Indudablemente, no. Estaríamos en presencia de personas normales, de ciudadanos, periodistas y jueces inmersos en el tráfico ordinario de la vida, con unos parámetros de actuación amoldados a los usos de la generalidad de la sociedad, padres y amigos, sin que por ello dejen de tener un altísimo sentido de la responsabilidad y que asumen su función dentro del más absoluto respeto a los deberes profesionales y a la ética.
En todo caso, de los arcángeles para abajo, todos cometemos errores.
Se apela ahora al principio de igualdad ante la ley para que la Infanta se someta a la denominada pena de banquillo y haga el paseíllo como cualquier ciudadano normal sometiéndose a la justicia verbal del pueblo.
Se olvida que el pueblo, cuando actúa en masa –y permítasenos la metáfora-, no hace justicia, sino que ajusticia, ahorca, fusila, guillotina, lapida, como demuestra la historia.
Pero lo más lamentable, es que quienes así lo reivindican desde sus puestos institucionales y electivos gozan de las prerrogativas de inmunidad, inviolabilidad y aforamiento, prerrogativas que, como su propio nombre indica, son exorbitantes al resto de los ciudadanos y que, no obstante, defendemos porque nos parece que son necesarias para garantizar el sistema democrático.
El ordenamiento jurídico español está plagado de supuestos que juzgados con la vara de medir que se utiliza para la Infanta supondrían flagrantes atentados al principio de igualdad ante la ley.
En lo que se refiere al deber de testificar, están exceptuados el Rey, la Reina, sus respectivos consortes, el Príncipe Heredero y los Regentes del Reino, así como los Agentes Diplomáticos acreditados en España y el personal administrativo, técnico o de servicio de las misiones diplomáticas, así como sus familiares, si concurren en ellos los requisitos exigidos en los tratados.

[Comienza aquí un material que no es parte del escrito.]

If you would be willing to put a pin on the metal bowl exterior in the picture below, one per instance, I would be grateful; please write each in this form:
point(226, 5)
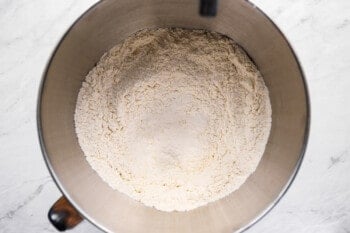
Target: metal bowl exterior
point(109, 22)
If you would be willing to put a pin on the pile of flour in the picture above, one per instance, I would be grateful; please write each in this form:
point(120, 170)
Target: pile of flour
point(174, 118)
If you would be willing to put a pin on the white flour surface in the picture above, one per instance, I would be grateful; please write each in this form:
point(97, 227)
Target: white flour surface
point(174, 118)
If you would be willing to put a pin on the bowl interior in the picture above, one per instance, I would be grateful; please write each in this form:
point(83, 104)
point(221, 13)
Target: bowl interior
point(109, 22)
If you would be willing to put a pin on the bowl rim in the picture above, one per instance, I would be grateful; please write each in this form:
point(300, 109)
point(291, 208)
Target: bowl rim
point(86, 216)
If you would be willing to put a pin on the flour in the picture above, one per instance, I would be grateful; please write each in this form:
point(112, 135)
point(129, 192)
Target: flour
point(174, 118)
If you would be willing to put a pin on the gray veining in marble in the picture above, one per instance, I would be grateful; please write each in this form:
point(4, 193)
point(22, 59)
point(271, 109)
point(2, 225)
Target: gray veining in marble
point(319, 31)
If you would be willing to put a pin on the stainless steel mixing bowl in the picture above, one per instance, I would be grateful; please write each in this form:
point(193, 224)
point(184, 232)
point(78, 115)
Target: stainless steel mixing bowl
point(111, 21)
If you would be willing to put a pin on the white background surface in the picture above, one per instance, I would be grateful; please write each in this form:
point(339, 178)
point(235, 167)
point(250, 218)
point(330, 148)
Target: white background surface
point(319, 31)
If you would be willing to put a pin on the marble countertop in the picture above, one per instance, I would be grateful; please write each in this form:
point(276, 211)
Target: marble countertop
point(319, 31)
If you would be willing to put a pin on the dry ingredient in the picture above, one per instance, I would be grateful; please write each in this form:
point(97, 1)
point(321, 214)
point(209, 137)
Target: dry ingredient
point(174, 118)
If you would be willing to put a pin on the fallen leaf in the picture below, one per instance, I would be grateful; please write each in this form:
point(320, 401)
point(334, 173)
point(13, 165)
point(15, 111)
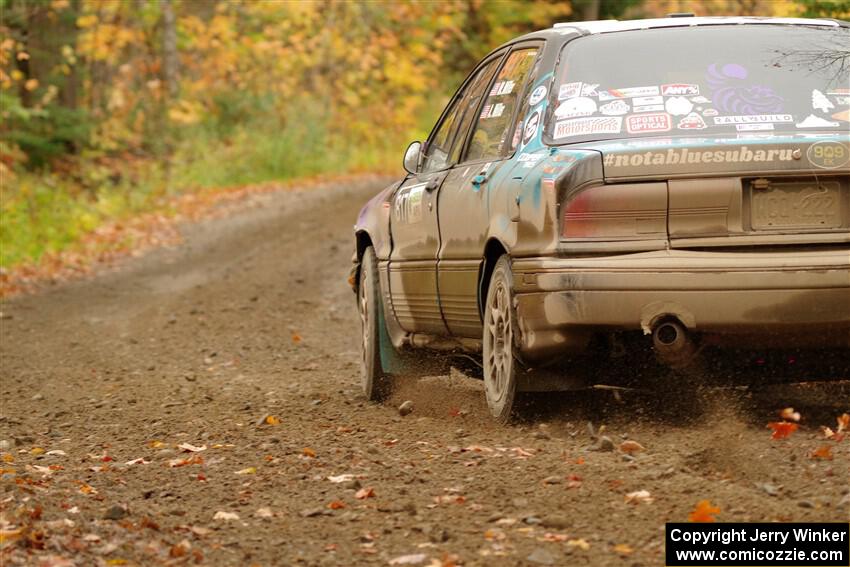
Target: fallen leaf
point(8, 535)
point(180, 549)
point(631, 447)
point(782, 429)
point(413, 559)
point(824, 452)
point(364, 493)
point(790, 414)
point(703, 512)
point(637, 497)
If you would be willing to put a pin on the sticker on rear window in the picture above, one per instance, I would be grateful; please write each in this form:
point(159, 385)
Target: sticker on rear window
point(813, 121)
point(629, 92)
point(531, 127)
point(692, 121)
point(585, 126)
point(828, 154)
point(614, 108)
point(678, 106)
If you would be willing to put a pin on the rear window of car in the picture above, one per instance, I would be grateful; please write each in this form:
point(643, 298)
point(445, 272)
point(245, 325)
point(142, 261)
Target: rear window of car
point(711, 80)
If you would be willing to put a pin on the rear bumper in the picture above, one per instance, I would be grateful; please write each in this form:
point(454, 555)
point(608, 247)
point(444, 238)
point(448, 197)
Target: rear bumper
point(775, 295)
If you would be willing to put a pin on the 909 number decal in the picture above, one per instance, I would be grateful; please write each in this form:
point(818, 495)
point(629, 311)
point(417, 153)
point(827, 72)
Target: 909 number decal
point(828, 154)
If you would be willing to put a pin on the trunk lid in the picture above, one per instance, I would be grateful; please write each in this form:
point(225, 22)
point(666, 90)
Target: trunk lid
point(789, 190)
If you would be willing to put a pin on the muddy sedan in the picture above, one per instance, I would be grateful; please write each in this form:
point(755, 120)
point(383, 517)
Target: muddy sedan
point(691, 192)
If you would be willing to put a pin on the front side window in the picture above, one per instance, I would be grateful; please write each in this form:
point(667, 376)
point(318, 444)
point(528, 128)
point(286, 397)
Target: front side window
point(491, 137)
point(717, 80)
point(446, 142)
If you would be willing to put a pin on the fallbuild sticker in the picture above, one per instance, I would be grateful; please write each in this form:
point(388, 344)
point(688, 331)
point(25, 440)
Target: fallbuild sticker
point(585, 126)
point(644, 123)
point(630, 92)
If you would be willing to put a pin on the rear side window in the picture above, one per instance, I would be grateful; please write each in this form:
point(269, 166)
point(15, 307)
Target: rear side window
point(724, 79)
point(446, 142)
point(470, 105)
point(493, 129)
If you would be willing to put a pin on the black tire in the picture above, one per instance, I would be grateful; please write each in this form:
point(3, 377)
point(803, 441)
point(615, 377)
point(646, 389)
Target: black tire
point(376, 383)
point(500, 345)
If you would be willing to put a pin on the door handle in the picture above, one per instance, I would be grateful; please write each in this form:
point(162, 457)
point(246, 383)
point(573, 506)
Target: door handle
point(478, 181)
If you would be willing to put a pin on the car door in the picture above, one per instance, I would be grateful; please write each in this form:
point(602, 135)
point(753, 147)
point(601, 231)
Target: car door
point(413, 220)
point(464, 207)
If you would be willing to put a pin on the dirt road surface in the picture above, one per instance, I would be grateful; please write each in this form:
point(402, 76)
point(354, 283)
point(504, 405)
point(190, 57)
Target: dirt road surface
point(243, 342)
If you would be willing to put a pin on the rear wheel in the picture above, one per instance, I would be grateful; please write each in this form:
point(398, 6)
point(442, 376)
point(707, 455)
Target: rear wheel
point(500, 361)
point(375, 382)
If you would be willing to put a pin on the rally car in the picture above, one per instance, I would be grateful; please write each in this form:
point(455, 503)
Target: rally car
point(680, 182)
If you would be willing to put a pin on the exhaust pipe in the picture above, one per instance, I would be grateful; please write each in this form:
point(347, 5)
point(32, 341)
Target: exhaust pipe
point(673, 345)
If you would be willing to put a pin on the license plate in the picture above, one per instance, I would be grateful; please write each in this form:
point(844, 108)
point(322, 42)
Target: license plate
point(796, 205)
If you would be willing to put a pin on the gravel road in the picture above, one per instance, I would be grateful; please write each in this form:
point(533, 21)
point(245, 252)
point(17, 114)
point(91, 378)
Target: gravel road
point(201, 405)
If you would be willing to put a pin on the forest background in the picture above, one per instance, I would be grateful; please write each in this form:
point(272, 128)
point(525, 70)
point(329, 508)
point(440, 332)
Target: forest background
point(115, 110)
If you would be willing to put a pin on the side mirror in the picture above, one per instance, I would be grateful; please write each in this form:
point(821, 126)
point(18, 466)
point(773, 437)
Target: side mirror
point(411, 157)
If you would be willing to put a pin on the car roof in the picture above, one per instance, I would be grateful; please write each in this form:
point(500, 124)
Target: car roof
point(609, 26)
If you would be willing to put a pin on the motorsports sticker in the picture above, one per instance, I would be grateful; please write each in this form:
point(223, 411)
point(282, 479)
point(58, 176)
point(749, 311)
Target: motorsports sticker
point(630, 92)
point(408, 204)
point(585, 126)
point(757, 544)
point(678, 89)
point(754, 119)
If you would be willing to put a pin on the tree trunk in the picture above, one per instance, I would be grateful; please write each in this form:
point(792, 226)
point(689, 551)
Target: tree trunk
point(169, 49)
point(589, 10)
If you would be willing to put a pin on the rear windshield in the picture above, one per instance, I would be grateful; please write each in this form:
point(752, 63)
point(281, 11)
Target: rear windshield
point(741, 79)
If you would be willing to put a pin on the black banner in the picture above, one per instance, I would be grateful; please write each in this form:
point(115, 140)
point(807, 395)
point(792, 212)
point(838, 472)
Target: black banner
point(758, 544)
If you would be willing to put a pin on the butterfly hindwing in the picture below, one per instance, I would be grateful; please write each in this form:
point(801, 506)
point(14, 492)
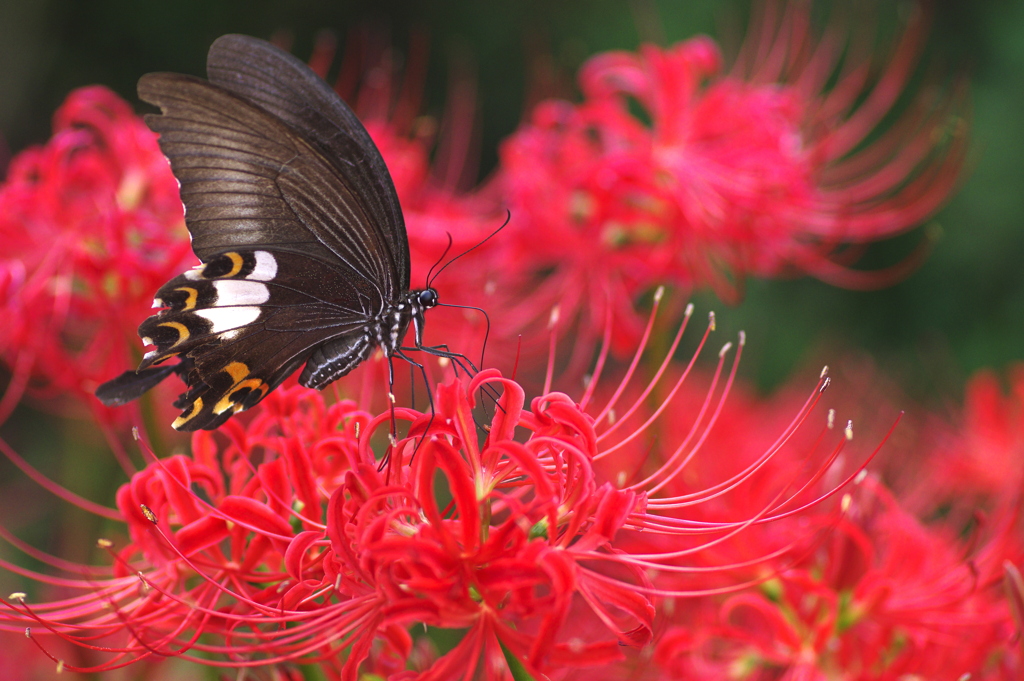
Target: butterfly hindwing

También están exentos de concurrir al llamamiento del juez, pudiendo informar por escrito de los hechos de que tengan conocimiento por razón de su cargo: el Presidente y los demás miembros del Consejo de Gobierno; los Presidentes del Congreso de los Diputados y del Senado; el Presidente del Tribunal Constitucional; el Presidente del Consejo General del Poder Judicial, el Fiscal General del Estado; los Presidentes de las Comunidades Autónomas. Si fuera conveniente recibir declaración a alguna de estas personas sobre cuestiones de las que no hayan tenido conocimiento por razón de su cargo, se tomará la misma en su domicilio o despacho oficial.

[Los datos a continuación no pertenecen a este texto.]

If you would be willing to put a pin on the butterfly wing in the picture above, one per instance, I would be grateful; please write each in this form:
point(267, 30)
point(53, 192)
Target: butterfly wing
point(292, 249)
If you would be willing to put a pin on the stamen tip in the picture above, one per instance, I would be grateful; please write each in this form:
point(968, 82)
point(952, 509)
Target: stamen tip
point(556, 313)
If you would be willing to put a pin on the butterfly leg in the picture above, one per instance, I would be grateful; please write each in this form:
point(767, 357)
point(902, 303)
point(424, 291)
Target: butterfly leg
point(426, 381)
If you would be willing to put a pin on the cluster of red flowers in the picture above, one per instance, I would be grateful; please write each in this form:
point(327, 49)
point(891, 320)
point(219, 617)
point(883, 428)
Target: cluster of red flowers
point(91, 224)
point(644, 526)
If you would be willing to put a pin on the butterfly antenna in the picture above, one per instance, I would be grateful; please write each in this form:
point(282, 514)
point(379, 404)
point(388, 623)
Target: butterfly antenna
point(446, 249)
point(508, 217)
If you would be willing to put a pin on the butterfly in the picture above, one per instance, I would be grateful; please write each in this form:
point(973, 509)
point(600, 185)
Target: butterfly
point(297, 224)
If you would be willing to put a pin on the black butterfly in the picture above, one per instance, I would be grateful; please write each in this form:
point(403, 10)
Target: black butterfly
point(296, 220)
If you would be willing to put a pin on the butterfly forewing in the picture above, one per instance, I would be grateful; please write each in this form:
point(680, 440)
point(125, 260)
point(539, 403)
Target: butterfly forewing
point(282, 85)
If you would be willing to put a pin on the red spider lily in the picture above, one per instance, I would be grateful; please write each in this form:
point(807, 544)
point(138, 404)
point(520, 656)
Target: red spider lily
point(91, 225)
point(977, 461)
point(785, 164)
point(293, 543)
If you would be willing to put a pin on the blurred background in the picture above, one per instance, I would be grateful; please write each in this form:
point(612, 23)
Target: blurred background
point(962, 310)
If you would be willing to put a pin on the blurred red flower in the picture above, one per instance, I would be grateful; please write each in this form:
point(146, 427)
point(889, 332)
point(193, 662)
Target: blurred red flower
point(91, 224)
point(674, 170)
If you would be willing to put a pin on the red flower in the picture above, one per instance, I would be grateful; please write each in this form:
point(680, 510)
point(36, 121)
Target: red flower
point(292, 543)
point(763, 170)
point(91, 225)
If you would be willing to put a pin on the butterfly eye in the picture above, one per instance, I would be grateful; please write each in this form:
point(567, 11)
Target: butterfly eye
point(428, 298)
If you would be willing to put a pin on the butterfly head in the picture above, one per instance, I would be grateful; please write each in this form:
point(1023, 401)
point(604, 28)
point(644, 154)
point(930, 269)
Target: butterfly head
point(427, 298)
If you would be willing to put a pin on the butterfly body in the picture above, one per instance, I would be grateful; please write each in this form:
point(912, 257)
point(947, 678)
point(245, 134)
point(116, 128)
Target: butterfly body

Igualmente, están exentos de concurrir al llamamiento del juez, pero no de declarar, pudiendo hacerlo en su despacho oficial o en la sede del órgano de que sean miembros: los Diputados y Senadores; los Magistrados del Tribunal Constitucional y los Vocales del Consejo General del Poder Judicial; los Fiscales de Sala del Tribunal Supremo; el Defensor del Pueblo; las autoridades judiciales de cualquier orden jurisdiccional de categoría superior a la del que recibiere la declaración; los Presidentes de las Asambleas Legislativas de las Comunidades Autónomas; el Presidente y los Consejeros Permanentes del Consejo de Estado; el Presidente y los Consejeros del Tribunal de Cuentas; los miembros de los Consejos de Gobierno de las Comunidades Autónomas; los Secretarios de Estado; los Subsecretarios y asimilados; los Delegados del Gobierno en las Comunidades Autónomas y en Ceuta y en Melilla; los Gobernadores Civiles y los Delegados de Hacienda.
Ciertamente se trata en estos casos de deponer como testigos, pero cientos de personas son objeto de un trato diferenciado respecto del resto de los ciudadanos.
Como decía Honoré de Balzac “La igualdad tal vez sea un derecho, pero no hay poder humano que alcance jamás a convertirla en hecho”.